Añádase un capítulo extremadamente importante: la inclusión de escritos del remitente, a veces impresos, la mayor parte inéditos, ajenos a toda competencia, no digamos obligación, del que los recibe. Añádase todavía el frecuente envío de textos ajenos, artículos, ensayos o libros, ante los cuales no sabe qué hacer el que se encuentra inesperada e involuntariamente con ellos.
Pero al lado de este correo, inoportuno, impertinente, en ocasiones abusivo, hay otro conmovedor que inspira gratitud. Se reciben cartas personales, casi siempre breves, que no invaden el tiempo siempre escaso, que no reclaman particular atención, escritas usualmente con deferencia, con modestia, en que se adivina una resistencia que el autor ha tenido que vencer. Muchas veces descubren una larga relación del autor con el destinatario, de lecturas, tal vez audición de conferencias o cursos, reflexiones, reparos latentes, incluso anticipaciones o esperanzas. Se advierte una relación hasta aquel momento unilateral, en una sola dirección, que puede ser antigua, quizá con diversas fases de desconfianza, decepciones, reconciliaciones, formación de una opinión fluctuante, tal vez puesta en claro al final. Estas cartas permiten penetrar en otras vidas, seguir trayectorias ajenas que pueden ser apasionantes, que merecerían ser exploradas y retenidas. Significan un enriquecimiento considerable, la posibilidad de contrastar lo que uno ha dicho o escrito con reacciones inmediatas, espontáneas, de personas que pueden ser muy diferentes. Hombres, mujeres, viejos y jóvenes, hasta una niña de nueve años que, con sorprendente iniciativa, me escribió hace largo tiempo.
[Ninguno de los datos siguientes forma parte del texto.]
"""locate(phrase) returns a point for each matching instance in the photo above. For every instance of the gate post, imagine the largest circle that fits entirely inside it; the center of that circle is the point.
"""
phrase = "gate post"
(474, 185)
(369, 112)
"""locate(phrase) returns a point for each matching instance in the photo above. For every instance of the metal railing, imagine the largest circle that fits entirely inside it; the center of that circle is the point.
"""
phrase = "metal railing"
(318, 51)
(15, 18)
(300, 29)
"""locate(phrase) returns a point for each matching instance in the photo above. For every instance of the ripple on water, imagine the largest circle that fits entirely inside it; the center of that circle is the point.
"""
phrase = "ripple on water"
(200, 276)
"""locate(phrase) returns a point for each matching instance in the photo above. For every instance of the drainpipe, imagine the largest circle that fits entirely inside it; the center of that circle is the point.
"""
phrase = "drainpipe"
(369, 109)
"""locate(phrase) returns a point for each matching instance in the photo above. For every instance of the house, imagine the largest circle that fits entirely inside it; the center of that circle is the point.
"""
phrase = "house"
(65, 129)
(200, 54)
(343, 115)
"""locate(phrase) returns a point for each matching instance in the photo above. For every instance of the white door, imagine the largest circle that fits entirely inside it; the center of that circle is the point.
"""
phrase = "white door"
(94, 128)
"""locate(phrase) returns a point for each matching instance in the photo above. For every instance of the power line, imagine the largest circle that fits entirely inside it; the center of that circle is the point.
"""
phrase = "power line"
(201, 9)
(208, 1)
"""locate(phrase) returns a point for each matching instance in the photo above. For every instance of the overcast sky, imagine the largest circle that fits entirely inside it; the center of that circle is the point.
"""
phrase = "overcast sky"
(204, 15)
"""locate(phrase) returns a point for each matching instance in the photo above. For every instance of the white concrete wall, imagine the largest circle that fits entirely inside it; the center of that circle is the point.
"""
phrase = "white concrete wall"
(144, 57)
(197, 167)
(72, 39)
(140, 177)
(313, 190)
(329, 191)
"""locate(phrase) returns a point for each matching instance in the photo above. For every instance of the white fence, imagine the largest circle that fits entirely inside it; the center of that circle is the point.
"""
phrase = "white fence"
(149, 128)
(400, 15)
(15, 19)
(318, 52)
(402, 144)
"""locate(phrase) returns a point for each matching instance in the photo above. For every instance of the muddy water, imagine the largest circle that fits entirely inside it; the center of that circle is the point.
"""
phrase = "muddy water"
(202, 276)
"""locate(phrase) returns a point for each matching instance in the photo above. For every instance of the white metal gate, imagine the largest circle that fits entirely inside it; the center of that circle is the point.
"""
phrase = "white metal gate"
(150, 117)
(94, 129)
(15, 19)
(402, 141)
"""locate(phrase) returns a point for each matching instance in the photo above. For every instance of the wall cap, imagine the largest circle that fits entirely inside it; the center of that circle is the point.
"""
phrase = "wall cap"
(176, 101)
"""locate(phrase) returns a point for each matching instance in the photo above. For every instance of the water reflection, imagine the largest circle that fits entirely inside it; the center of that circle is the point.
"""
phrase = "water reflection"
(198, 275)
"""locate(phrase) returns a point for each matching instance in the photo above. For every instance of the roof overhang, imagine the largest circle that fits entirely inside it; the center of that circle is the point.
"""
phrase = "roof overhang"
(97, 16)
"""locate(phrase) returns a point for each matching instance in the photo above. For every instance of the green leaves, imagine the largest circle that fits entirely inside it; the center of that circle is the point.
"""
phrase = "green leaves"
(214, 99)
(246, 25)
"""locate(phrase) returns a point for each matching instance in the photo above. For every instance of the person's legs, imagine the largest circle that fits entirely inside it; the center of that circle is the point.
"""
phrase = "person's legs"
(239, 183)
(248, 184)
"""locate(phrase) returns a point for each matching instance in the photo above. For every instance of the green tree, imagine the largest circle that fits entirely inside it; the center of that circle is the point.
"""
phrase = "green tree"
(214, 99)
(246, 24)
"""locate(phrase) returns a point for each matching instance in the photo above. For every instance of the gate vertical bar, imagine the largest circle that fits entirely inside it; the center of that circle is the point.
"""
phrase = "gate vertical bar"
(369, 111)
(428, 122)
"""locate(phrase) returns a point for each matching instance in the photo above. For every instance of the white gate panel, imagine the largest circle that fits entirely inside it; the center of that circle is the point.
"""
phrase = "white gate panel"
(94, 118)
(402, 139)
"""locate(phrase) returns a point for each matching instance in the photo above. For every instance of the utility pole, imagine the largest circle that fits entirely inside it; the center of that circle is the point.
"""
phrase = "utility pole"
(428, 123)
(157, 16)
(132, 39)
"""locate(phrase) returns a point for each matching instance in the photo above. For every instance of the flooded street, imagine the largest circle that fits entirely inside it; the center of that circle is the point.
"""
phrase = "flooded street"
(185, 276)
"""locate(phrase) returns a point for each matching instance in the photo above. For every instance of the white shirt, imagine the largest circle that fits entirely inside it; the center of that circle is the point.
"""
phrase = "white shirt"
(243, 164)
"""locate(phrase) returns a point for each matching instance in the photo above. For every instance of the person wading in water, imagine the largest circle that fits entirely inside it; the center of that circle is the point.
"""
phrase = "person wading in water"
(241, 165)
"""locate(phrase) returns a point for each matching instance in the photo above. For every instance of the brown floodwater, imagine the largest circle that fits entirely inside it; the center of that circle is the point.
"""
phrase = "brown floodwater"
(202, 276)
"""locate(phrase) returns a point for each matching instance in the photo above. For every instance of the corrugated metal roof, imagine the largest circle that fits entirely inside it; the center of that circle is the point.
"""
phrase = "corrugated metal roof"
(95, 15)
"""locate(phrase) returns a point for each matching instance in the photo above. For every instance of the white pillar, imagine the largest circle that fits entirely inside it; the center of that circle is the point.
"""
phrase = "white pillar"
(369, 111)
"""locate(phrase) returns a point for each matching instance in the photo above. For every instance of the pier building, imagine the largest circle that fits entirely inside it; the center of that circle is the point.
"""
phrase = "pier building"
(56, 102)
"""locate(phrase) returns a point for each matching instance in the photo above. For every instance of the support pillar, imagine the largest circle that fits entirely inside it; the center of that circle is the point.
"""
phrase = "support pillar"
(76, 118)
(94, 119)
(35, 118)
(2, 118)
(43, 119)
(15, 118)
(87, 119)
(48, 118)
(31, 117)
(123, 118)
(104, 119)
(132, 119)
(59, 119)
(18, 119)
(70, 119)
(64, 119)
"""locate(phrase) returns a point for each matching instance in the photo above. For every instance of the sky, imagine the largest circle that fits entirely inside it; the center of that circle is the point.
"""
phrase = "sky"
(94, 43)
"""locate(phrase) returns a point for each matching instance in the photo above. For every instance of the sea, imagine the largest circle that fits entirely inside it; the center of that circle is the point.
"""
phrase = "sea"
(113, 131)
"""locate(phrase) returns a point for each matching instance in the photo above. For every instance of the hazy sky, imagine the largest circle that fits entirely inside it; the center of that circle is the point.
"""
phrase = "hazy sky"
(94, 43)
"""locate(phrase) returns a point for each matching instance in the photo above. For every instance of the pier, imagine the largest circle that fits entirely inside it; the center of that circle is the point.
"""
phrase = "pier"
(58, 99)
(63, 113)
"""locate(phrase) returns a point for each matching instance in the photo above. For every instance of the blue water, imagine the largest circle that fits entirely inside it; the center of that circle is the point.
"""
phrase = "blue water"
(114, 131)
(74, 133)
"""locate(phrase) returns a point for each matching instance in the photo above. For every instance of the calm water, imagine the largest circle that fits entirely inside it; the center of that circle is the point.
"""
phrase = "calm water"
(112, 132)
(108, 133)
Estas cartas son enormemente interesantes; son uno de los premios más valiosos para el que escribe; representan la voz expresa, personal, de eso que se llama colectivamente el público. Son la voz articulada de una muestra de los lectores u oyentes, seleccionada por ellos mismos. Ante esas cartas siento emoción, agradecimiento, la impresión de que algunos me están devolviendo lo que he intentado darles. Por supuesto, siento el vivo deseo de responder. Los quehaceres apremiantes hacen que se retrase algunos días esta respuesta; lo malo es que en esos días el correo se sigue acumulando; si se ha dejado pasar una semana, ya no hay remedio posible. Es quimérico el intentar "ponerse al día". Hay que renunciar. Esas cartas se quedan encima de la mesa como un reproche, como un remordimiento.
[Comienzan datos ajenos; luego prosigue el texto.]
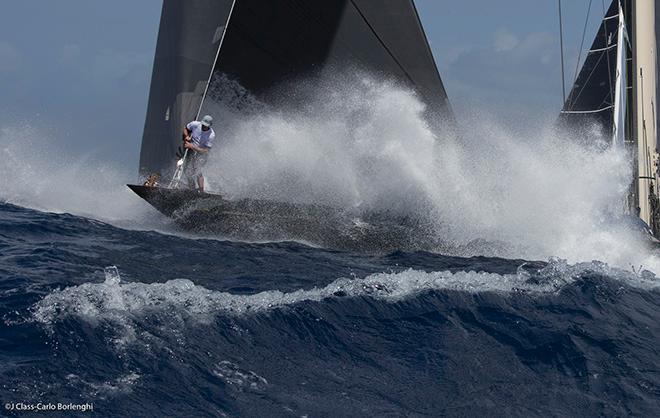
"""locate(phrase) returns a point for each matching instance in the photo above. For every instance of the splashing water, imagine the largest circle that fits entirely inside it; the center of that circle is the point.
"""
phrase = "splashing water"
(363, 143)
(36, 174)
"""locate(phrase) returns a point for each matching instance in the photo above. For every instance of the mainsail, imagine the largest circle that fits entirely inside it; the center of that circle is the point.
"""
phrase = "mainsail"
(617, 91)
(591, 100)
(260, 45)
(188, 39)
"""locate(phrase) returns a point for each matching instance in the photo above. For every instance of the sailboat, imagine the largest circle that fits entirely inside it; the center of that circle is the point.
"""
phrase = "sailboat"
(616, 95)
(260, 45)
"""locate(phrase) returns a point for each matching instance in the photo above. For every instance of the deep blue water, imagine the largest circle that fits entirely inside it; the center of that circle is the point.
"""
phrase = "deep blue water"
(197, 327)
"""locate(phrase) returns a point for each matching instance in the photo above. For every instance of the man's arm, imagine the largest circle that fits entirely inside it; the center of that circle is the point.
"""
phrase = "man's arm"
(186, 134)
(191, 146)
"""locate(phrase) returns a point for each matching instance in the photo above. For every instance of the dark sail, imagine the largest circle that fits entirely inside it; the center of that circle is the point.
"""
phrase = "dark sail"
(591, 99)
(272, 42)
(188, 41)
(657, 82)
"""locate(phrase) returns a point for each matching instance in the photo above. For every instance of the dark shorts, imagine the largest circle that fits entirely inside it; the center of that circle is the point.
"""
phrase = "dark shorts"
(196, 160)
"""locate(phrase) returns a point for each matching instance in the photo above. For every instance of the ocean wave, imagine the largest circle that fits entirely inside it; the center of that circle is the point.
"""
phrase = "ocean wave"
(116, 301)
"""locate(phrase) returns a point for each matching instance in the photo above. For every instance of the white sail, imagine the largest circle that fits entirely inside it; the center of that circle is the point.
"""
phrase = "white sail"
(620, 90)
(645, 98)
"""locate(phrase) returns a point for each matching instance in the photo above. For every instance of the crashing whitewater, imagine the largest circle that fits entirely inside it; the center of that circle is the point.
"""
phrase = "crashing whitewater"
(366, 143)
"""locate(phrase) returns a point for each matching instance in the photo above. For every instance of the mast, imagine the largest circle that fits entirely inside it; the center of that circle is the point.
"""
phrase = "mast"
(645, 115)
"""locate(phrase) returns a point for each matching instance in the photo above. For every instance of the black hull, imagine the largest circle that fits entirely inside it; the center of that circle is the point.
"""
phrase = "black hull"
(262, 220)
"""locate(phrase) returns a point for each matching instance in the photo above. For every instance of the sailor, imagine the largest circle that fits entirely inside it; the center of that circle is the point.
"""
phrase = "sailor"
(198, 139)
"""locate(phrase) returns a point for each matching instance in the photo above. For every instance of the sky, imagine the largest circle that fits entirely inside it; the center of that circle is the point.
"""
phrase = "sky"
(78, 71)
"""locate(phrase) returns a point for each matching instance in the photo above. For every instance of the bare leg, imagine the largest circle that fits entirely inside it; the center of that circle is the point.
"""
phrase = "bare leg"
(200, 182)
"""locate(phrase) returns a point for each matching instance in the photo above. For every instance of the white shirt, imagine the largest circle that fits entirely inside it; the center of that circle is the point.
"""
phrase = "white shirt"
(200, 138)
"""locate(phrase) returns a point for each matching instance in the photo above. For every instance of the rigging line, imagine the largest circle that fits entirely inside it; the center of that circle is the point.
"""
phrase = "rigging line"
(584, 33)
(383, 43)
(561, 50)
(609, 66)
(593, 70)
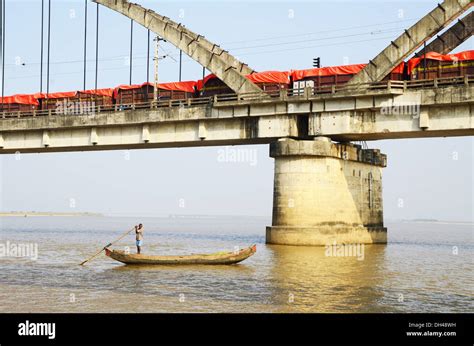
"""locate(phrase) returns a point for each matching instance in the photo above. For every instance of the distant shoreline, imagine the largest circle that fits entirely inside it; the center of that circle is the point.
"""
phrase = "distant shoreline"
(42, 213)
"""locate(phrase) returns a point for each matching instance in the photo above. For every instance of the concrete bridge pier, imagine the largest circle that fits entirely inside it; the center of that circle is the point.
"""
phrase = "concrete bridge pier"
(326, 192)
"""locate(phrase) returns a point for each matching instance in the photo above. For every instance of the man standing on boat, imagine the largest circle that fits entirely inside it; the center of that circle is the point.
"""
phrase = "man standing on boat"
(139, 237)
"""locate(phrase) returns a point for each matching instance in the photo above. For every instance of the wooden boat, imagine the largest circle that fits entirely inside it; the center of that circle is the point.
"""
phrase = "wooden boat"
(215, 258)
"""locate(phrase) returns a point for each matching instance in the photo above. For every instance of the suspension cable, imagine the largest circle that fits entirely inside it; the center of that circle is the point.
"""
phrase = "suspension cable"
(3, 49)
(148, 59)
(131, 51)
(49, 48)
(180, 63)
(42, 46)
(97, 47)
(85, 43)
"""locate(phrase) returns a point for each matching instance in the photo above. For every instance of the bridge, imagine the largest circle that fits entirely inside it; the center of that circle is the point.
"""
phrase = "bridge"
(326, 188)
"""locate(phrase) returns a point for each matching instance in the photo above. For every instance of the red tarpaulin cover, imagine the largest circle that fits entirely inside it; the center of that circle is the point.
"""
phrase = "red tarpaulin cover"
(327, 71)
(399, 68)
(178, 86)
(462, 56)
(58, 95)
(200, 83)
(270, 77)
(100, 92)
(20, 99)
(277, 77)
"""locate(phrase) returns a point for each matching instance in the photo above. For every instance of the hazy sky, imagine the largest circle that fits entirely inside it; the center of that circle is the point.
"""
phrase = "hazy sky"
(425, 178)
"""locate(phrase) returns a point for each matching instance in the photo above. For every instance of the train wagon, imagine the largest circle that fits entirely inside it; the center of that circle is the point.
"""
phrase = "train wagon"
(269, 81)
(176, 90)
(97, 97)
(434, 65)
(323, 78)
(11, 105)
(55, 101)
(133, 94)
(144, 93)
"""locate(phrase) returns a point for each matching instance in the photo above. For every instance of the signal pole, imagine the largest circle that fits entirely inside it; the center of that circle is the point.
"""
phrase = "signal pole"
(157, 39)
(317, 62)
(155, 89)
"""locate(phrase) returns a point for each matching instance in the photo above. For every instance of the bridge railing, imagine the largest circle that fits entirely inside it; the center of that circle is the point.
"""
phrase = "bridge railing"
(282, 94)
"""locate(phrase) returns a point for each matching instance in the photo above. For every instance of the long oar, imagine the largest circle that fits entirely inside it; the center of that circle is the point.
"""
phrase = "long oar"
(110, 244)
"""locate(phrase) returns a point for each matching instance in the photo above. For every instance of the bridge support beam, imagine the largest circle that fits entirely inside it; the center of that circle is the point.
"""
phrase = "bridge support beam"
(326, 192)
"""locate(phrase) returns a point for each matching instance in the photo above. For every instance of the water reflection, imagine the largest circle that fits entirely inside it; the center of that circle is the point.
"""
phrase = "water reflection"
(311, 281)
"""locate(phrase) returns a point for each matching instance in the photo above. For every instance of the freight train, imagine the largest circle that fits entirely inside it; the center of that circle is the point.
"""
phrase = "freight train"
(429, 66)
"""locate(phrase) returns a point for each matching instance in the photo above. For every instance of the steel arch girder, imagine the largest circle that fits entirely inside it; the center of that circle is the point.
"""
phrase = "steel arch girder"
(410, 40)
(226, 67)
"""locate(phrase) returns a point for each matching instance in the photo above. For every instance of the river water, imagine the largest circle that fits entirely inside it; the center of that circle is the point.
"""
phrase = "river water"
(426, 267)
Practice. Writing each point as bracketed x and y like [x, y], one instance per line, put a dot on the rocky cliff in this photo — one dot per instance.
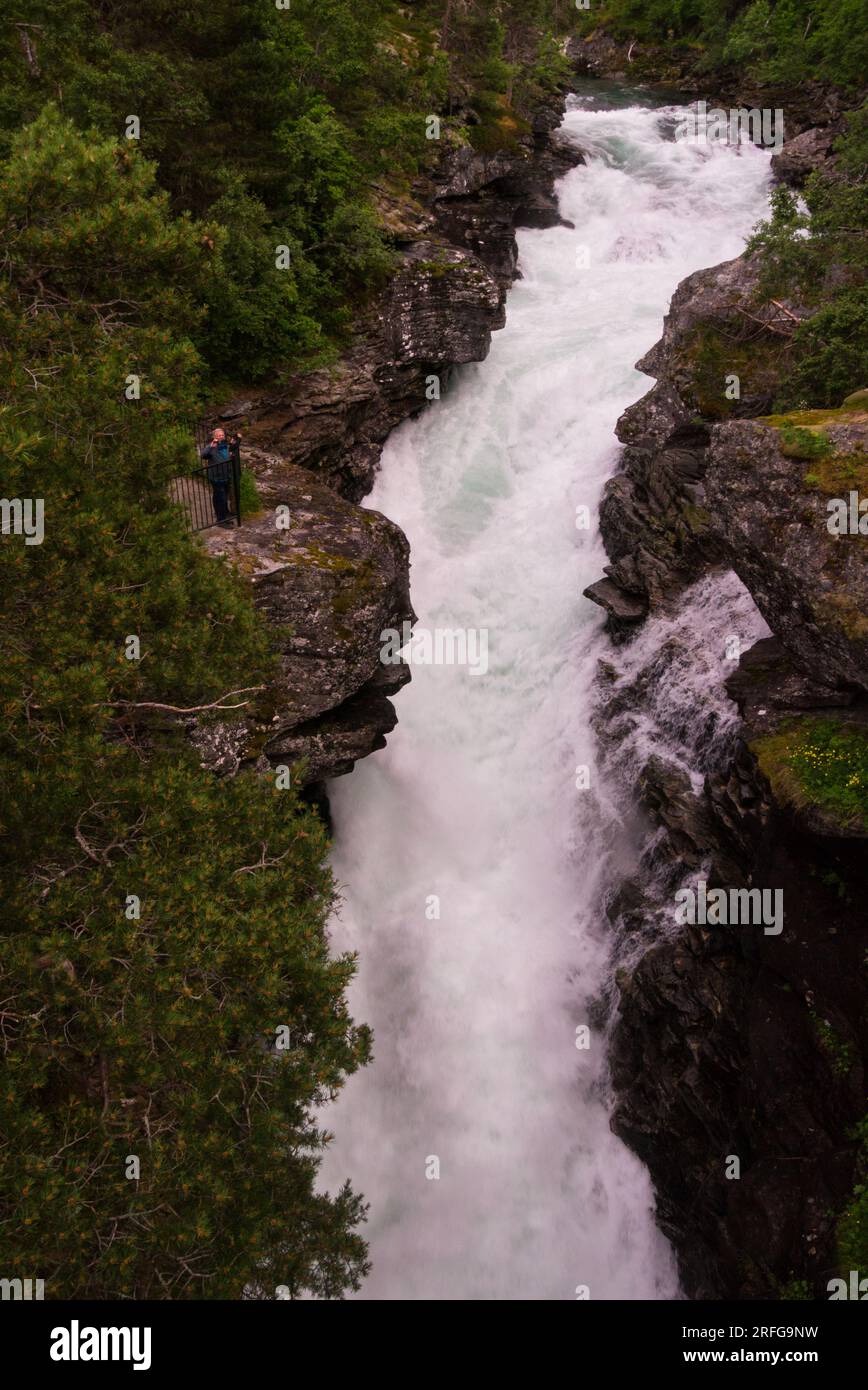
[327, 574]
[726, 1041]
Van a formar parte de toda una serie de silencios. Estas líneas que estoy escribiendo ahora pretenden remediar en lo posible mi falta de respuesta. Los que han escrito esas cartas deben saber por lo menos que han llegado a mis manos, que me he enterado de ellas, que he intentado imaginar a sus autores, que no ha faltado mi respuesta silenciosa. Esto permite que mi aparente descortesía quede mitigada por su reconocimiento, que este tácito acuse de recibo compense lo que el exceso de acoso postal ha hecho imposible.
Sobre todo, esta breve reflexión me ha llevado a distinguir de silencios. Lo que aparentemente es negativo, no hacer algo, no decir nada, encubre una pluralidad de sentidos humanos, de actitudes personales. Algunos silencios parecen plenamente justificados; son lo merecido, lo adecuado; son la única respuesta a lo que en realidad son intromisiones en vidas ajenas. Otros son dolorosos, lamentables, justificados solamente por el apremio de los quehaceres, por la escasez del tiempo, por la necesidad de elegir entre las muchas cosas que habría que hacer. Tal vez esta reflexión puede llevar a algunos a refrenar un inmoderado afán de hacer cosas o de hacerse notar. También puede servir de consuelo a los que después de haber escrito, venciendo una resistencia interior, han sentido la decepción de esperar en vano unas líneas escritas. Pueden sentir que su esfuerzo no ha sido inútil ni ha caído en el vacío.